The benefits and value of the violin
Each person wants to get the maximum benefit from food, but not all products are rich in this, which can not be said about mushrooms.
After the mushrooms are properly processed, they lose harm, and saturate the body with vitamins, amino acids and trace elements (magnesium, potassium and calcium, and others). The fowler contains 49% carbohydrates and 47% protein. Mushrooms can even be consumed while on a diet, as per 100 grams of the product 22 Kcal.
The composition of mushrooms:
- proteins;
- fats
- carbohydrates;
- water.
Minerals:
- calcium;
- potassium;
- iron;
- magnesium;
- phosphorus;
- sodium;
- zinc;
- copper;
- selenium;
- manganese.
Vitamins:
- vitamin C;
- thiamine;
- riboflavin;
- a nicotinic acid;
- choline;
- Vitamin B6
- betaine;
- vitamin B12;
- Vitamin B
- Vitamin E
- fatty acid.
Regular use of properly prepared mushrooms will positively affect the functioning of the digestive tract, bad cholesterol will come out, blood sugar will decrease and the work of the heart system will improve.
Contraindications
Even people with good health can not often and eat a lot of mushrooms, since this product is considered difficult for the stomach. They also contain a large amount of protein, and this is also a big burden on the digestive system.
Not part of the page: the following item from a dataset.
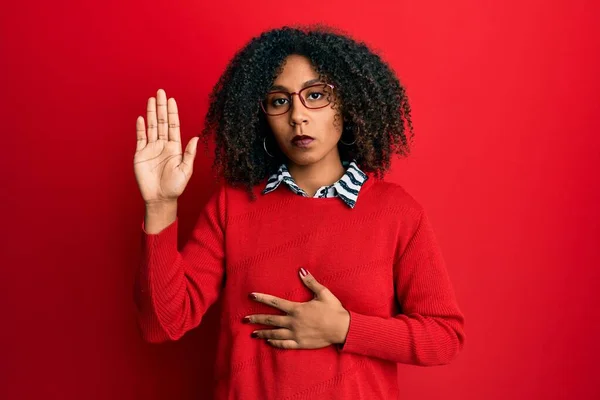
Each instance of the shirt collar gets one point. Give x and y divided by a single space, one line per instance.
346 188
Mushrooms should be forgotten by people with the following disorders:
- exacerbation of diseases of the digestive system;
- renal and hepatic diseases;
- gout;
- individual intolerance;
- children under 12 years old;
- pregnancy and lactation.
Growing at home
The principle of growing a violin is not complicated, just buy a ready-made mycelium in a store. This option is more reliable and simple, but, unfortunately, it is not sold everywhere.
Once the mycelium has been acquired, it is mixed with a preliminary substrate (a mixture of soil and sawdust of hardwood). Next, you need to collect leaves and moss in the forest, where many squeaks grow. Sowing should begin from May to September.
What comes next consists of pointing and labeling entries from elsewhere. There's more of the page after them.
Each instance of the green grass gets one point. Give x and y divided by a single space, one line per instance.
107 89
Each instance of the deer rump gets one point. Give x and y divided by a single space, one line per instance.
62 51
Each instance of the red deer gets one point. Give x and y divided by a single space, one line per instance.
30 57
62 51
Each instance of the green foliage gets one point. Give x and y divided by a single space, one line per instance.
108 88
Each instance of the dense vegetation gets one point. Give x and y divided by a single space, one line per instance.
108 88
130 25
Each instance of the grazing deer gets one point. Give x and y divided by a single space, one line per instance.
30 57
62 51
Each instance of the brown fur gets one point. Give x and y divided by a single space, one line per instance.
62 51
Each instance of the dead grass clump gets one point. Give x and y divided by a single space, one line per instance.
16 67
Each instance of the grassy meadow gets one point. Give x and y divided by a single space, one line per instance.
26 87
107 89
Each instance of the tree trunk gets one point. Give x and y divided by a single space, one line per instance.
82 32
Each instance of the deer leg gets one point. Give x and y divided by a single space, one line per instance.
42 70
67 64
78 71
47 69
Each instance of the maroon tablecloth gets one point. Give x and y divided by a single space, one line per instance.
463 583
Next, a nutrient solution based on yeast and sugar is made, and mycelium should be grown on soil closer to forest soil.
Some mushroom pickers are planted as follows: overripe mushrooms are broken into pieces and mixed with peat and sawdust and watered with a nutrient solution. The container is covered with a lid where small holes are made and set aside for three days at a temperature of 23 degrees.
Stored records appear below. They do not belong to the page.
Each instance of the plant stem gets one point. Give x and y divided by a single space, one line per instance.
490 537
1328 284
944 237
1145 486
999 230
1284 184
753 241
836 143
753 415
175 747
The soil before planting is poured with a solution of lime, which should be diluted from 50 grams of lime to 10 liters of water. Wells are made closer to deciduous wood, the prepared substrate is poured into the hole, filling it halfway. The mycelium is laid on top and added to the top with the prepared substrate. At the end, moss and leaves are laid out.
You can grow squeaks in the basement or shed. To do this, fill the plastic bag with the mycelium of creaks and make holes in it, from where the mushrooms will grow. In this case, they can be collected 5 years in a row.
Squeaky mushrooms, although they are not some of the tastiest mushrooms, can still be eaten. It is quite possible to mix up with some types of mushrooms, so you need to know how to distinguish a creak from another mushroom. It is also necessary to properly prepare the creaks so that there are no problems with the digestive system.